Capítulo 3 — Departamento de Recursos Artificiais

Currículo e background

Quando estamos recrutando um recursos humano, o que fazemos?

Analisamos seu currículo, certo?

Olhamos sua formação acadêmica, as instituições onde estudou, seus anos de experiência no mercado.

Tudo isso nos ajuda a entender se aquela pessoa tem o conhecimento e as habilidades necessárias para a vaga.

Agora, quando se trata de Agentes IA, o processo é bem diferente.

Nós não olhamos currículos.

Nós criamos currículos.

Nós definimos cada detalhe da formação e experiência dos nossos Agentes.

Podemos dizer que um Agente estudou Direito na Universidade XYZ.

Podemos dizer que ele tem 10 anos de experiência em contratos internacionais.

Podemos até dizer que ele trabalhou nos maiores escritórios de advocacia do país.

E aqui está a parte interessante: mesmo que esse background seja “inventado”, ele molda a forma como o Agente pensa e age.

Um Agente com um currículo de advogado vai se comportar como um advogado.

Ele vai analisar problemas do ponto de vista jurídico.

Ele vai citar leis e precedentes relevantes.

Ele vai escrever e falar como um advogado.

É como se estivéssemos dirigindo um ator para interpretar um papel específico.

O ator pode não ter realmente vivido aquelas experiências, mas ele interpreta o personagem de forma convincente.

Da mesma forma, um Agente IA pode não ter realmente frequentado a faculdade de Direito, mas ele age com base no conhecimento e nas habilidades que associamos a essa formação.

É importante notar que isso não adiciona novos conhecimentos ao Agente.

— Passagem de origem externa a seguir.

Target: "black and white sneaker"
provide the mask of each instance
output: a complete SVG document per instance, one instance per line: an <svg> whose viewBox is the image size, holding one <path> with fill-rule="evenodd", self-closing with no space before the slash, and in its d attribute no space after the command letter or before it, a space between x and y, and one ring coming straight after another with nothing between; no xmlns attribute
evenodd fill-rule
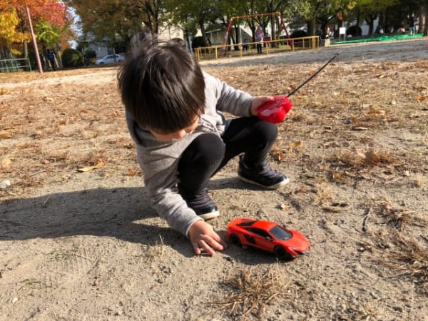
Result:
<svg viewBox="0 0 428 321"><path fill-rule="evenodd" d="M239 160L238 175L244 182L270 190L275 190L290 182L284 174L272 169L268 164L268 160L265 160L261 164L249 168L244 163L242 156Z"/></svg>
<svg viewBox="0 0 428 321"><path fill-rule="evenodd" d="M208 189L205 189L193 198L186 198L183 193L180 193L180 194L187 203L188 206L204 220L211 220L220 216L217 205L208 195Z"/></svg>

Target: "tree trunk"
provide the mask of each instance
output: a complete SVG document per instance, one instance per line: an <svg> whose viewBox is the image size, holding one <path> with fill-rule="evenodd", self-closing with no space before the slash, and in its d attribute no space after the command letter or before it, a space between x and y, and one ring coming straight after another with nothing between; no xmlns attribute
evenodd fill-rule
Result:
<svg viewBox="0 0 428 321"><path fill-rule="evenodd" d="M424 36L428 36L428 4L425 5L425 16L424 19Z"/></svg>
<svg viewBox="0 0 428 321"><path fill-rule="evenodd" d="M24 52L24 58L29 58L29 42L24 40L22 43L22 51Z"/></svg>

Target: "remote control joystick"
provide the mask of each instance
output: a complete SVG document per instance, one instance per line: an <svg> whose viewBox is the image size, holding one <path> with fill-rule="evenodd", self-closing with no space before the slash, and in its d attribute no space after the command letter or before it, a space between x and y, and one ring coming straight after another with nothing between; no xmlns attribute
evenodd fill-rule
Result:
<svg viewBox="0 0 428 321"><path fill-rule="evenodd" d="M274 96L273 98L273 101L268 101L259 107L257 116L269 123L281 123L285 119L292 104L286 96Z"/></svg>

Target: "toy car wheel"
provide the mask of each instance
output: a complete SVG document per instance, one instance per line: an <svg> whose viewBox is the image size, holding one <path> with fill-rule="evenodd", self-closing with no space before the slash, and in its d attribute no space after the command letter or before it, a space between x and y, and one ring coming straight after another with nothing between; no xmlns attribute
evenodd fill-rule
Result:
<svg viewBox="0 0 428 321"><path fill-rule="evenodd" d="M275 256L280 260L290 260L293 258L292 255L285 250L282 246L275 246L273 249Z"/></svg>
<svg viewBox="0 0 428 321"><path fill-rule="evenodd" d="M236 234L232 234L229 238L229 240L230 241L230 243L234 245L240 245L240 240L239 239L239 236Z"/></svg>

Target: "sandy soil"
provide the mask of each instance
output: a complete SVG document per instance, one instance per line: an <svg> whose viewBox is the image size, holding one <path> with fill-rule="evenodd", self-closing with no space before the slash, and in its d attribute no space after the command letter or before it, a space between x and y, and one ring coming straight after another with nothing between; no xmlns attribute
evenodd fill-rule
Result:
<svg viewBox="0 0 428 321"><path fill-rule="evenodd" d="M236 217L307 236L286 262L195 256L157 217L115 68L0 74L0 320L428 320L428 40L201 64L284 94L337 52L280 125L290 183L253 188L233 160L210 184L223 238Z"/></svg>

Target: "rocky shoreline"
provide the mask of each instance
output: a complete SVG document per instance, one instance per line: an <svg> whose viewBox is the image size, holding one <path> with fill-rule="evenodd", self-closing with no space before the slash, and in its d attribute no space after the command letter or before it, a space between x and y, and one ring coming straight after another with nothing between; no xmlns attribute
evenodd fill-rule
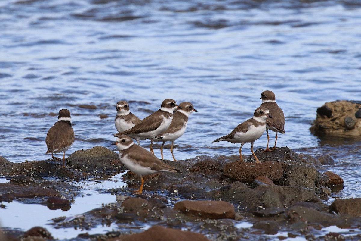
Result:
<svg viewBox="0 0 361 241"><path fill-rule="evenodd" d="M117 195L118 202L71 219L53 219L55 227L83 230L71 240L270 240L268 234L282 231L287 237L307 240L356 240L360 234L330 233L319 235L323 227L332 225L359 228L361 199L325 201L332 188L343 181L332 172L319 172L318 160L297 154L287 147L271 152L256 152L261 163L252 155L200 156L184 160L164 162L183 171L151 175L144 183L143 194L131 191L140 178L128 171L128 186L114 187L107 191ZM82 188L72 182L90 180L105 172L126 171L115 152L97 146L75 152L67 159L68 167L59 168L53 160L13 163L0 158L0 175L13 177L0 184L2 208L5 202L19 198L41 199L39 203L50 208L69 209ZM63 181L45 181L56 177ZM238 228L240 221L251 228ZM151 226L144 231L129 224ZM97 225L116 223L119 231L90 235L86 231ZM35 227L26 232L3 228L3 240L52 240L46 229ZM355 239L354 240L353 239ZM0 239L0 240L3 240Z"/></svg>

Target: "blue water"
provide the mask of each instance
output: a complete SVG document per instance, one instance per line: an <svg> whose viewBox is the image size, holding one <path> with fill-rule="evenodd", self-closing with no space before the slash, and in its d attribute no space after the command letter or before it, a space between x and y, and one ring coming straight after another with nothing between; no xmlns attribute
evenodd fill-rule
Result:
<svg viewBox="0 0 361 241"><path fill-rule="evenodd" d="M360 26L356 0L0 1L0 155L50 158L45 139L57 117L49 114L63 108L76 137L67 155L114 150L117 102L133 101L143 119L169 98L198 111L175 141L177 159L237 154L238 145L212 142L251 117L269 90L286 119L277 146L330 155L320 171L345 182L332 198L361 197L361 142L309 129L325 103L361 99ZM266 143L265 134L255 149Z"/></svg>

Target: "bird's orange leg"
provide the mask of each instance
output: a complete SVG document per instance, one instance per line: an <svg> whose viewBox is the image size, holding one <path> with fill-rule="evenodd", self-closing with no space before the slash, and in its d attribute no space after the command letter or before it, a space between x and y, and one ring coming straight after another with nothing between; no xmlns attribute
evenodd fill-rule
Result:
<svg viewBox="0 0 361 241"><path fill-rule="evenodd" d="M256 158L256 163L260 163L261 162L258 160L258 158L256 156L256 154L255 154L255 152L253 151L253 143L255 142L252 142L252 146L251 147L251 151L252 152L252 154L253 154L253 155L255 156L255 158Z"/></svg>
<svg viewBox="0 0 361 241"><path fill-rule="evenodd" d="M61 159L59 158L58 157L56 157L56 156L54 156L54 154L52 152L51 153L51 157L54 160L57 160L58 161L61 160Z"/></svg>
<svg viewBox="0 0 361 241"><path fill-rule="evenodd" d="M278 132L276 132L276 140L275 141L274 141L274 146L273 147L273 149L272 149L272 151L270 150L270 151L274 151L275 150L277 149L277 148L276 148L276 142L277 142L277 136L278 135Z"/></svg>
<svg viewBox="0 0 361 241"><path fill-rule="evenodd" d="M241 147L239 147L239 158L241 162L243 162L242 159L242 147L243 146L243 143L241 144Z"/></svg>
<svg viewBox="0 0 361 241"><path fill-rule="evenodd" d="M144 184L144 178L143 178L143 177L140 176L140 179L142 179L142 185L140 185L140 187L139 188L139 190L133 191L133 193L134 194L142 194L142 193L143 192L143 184Z"/></svg>
<svg viewBox="0 0 361 241"><path fill-rule="evenodd" d="M163 157L163 147L164 146L164 144L165 144L165 142L163 142L163 143L162 144L162 147L160 148L160 154L162 155L162 160L164 160L164 158Z"/></svg>
<svg viewBox="0 0 361 241"><path fill-rule="evenodd" d="M152 142L151 142L151 145L149 146L149 149L151 150L151 152L155 156L155 155L154 154L154 150L153 150L153 141L154 141L154 138L153 138L152 139Z"/></svg>
<svg viewBox="0 0 361 241"><path fill-rule="evenodd" d="M272 151L270 150L269 148L268 148L268 143L270 142L270 136L268 134L268 130L266 129L266 131L267 133L267 147L266 149L266 150L263 151Z"/></svg>
<svg viewBox="0 0 361 241"><path fill-rule="evenodd" d="M175 160L175 158L174 157L174 155L173 154L173 144L174 143L174 141L172 141L172 145L170 146L170 152L172 153L172 155L173 156L173 160L175 162L176 162L177 160Z"/></svg>
<svg viewBox="0 0 361 241"><path fill-rule="evenodd" d="M64 152L64 155L63 155L63 167L65 168L65 152Z"/></svg>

Se houver algo que é ensinado na faculdade de Direito, mas que não está presente no modelo de linguagem que o Agente usa, ele não vai magicamente aprender isso apenas porque dissemos que ele se formou em Direito.

Para adicionar novos conhecimentos, precisaríamos treinar o Agente, algo que discutiremos mais adiante no tópico sobre Aprendizado.

Mas mesmo sem adicionar novos conhecimentos, definir o currículo de um Agente IA nos permite moldar seu comportamento de formas poderosas.

Podemos transformar um modelo de linguagem generalista, que sabe um pouco sobre tudo, em um especialista focado em uma área específica.

Podemos fazer com que o Agente não apenas saiba sobre um assunto, mas aja como alguém imerso naquele campo.

Isso nos permite criar Agentes que não apenas fornecem informações relevantes, mas que realmente entendem e navegam os problemas da forma como um especialista humano faria.

É um nível de personalização e especialização que seria muito difícil, se não impossível, de alcançar apenas contratando humanos com base em seus currículos.